Even if you handle it on your own (on low level API usage) the connections should be reused:

When you want the application code to deal directly with the resource types of the native persistence APIs, you use these classes to ensure that proper Spring Framework-managed instances are obtained, transactions are (optionally) synchronized, and exceptions that occur in the process are properly mapped to a consistent API.

...

If an existing transaction already has a connection synchronized (linked) to it, that instance is returned. Otherwise, the method call triggers the creation of a new connection, which is (optionally) synchronized to any existing transaction, and made available for subsequent reuse in that same transaction.

Source

Maybe you have to find out what is happening down there.

Each Session / Unit of Work will be bound to a thread and released (together with the assigned connection) after the transaction has ended. Of course when your thread gets stuck it won't release the connection.

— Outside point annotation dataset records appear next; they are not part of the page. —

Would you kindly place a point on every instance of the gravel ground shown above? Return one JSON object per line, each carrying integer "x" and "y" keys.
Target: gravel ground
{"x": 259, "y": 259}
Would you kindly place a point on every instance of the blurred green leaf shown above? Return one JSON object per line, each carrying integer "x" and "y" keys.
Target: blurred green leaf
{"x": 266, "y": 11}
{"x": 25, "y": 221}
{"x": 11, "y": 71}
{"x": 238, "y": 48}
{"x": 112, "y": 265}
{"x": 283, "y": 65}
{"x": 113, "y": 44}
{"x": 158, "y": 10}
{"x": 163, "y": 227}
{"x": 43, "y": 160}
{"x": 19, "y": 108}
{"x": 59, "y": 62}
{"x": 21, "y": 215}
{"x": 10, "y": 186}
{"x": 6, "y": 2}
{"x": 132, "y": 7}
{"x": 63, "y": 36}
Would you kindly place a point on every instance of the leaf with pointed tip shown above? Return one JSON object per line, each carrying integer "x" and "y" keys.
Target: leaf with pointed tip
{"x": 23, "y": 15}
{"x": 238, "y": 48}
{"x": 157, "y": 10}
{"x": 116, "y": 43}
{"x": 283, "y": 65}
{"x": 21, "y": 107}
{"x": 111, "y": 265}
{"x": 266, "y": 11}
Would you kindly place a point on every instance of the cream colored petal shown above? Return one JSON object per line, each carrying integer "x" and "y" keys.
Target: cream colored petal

Are you sure that this 'deadlock' is caused by this nesting? Maybe that has another reason. Do you have some test code for this example? Or a thread dump or something?

Answer 3

@Transactional works by keeping ThreadLocal state, which can be accessed by the (Spring managed) Proxy EntityManager. If you are using Propagation.REQUIRED (the default), and you have a non-transactional method which calls two different DAOs (or two Transactional methods on the same DAO), you will get two transactions, and two calls to acquire a pooled connection. You may get the same connection twice or two different connections, but you should only use one connection at the time.

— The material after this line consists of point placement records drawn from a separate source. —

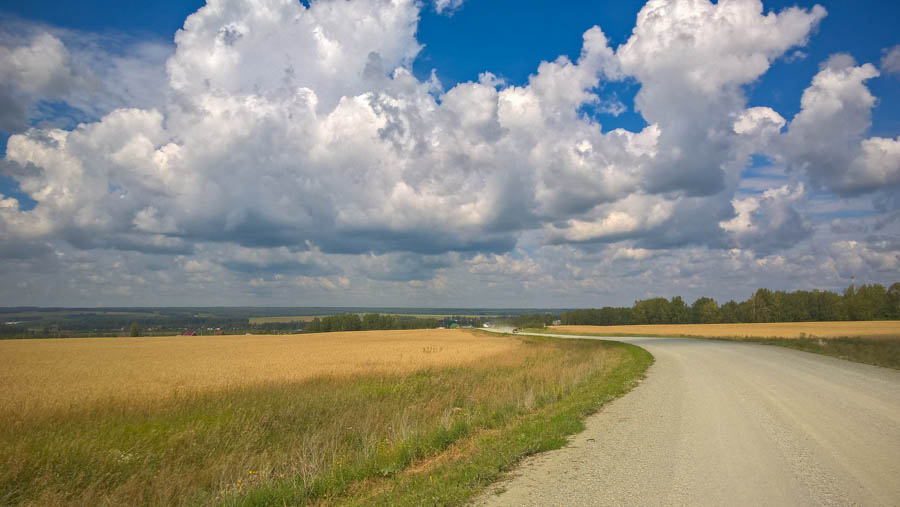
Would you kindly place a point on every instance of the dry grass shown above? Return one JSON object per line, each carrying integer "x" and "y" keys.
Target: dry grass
{"x": 266, "y": 419}
{"x": 284, "y": 320}
{"x": 866, "y": 329}
{"x": 42, "y": 375}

If you call two DAOs from a @Transactional method, there will only be one transaction, as the DAO will find and join the existing transaction found in the ThreadLocal state, again you only need one connection from the pool.

If you get a deadlock then something is very wrong, and you may want to debug when your connections and transaction are created. A transaction is started by calling Connection.setAutoCommit(false) , in Hibernate this happens in org.hibernate.resource.jdbc.internal.AbstractLogicalConnectionImplementor#begin() . Connections are managed by a class extending org.hibernate.resource.jdbc.internal.AbstractLogicalConnectionImplementor so these are some good places to put a break point, and trace the call-stack back to your code to see which lines created connections.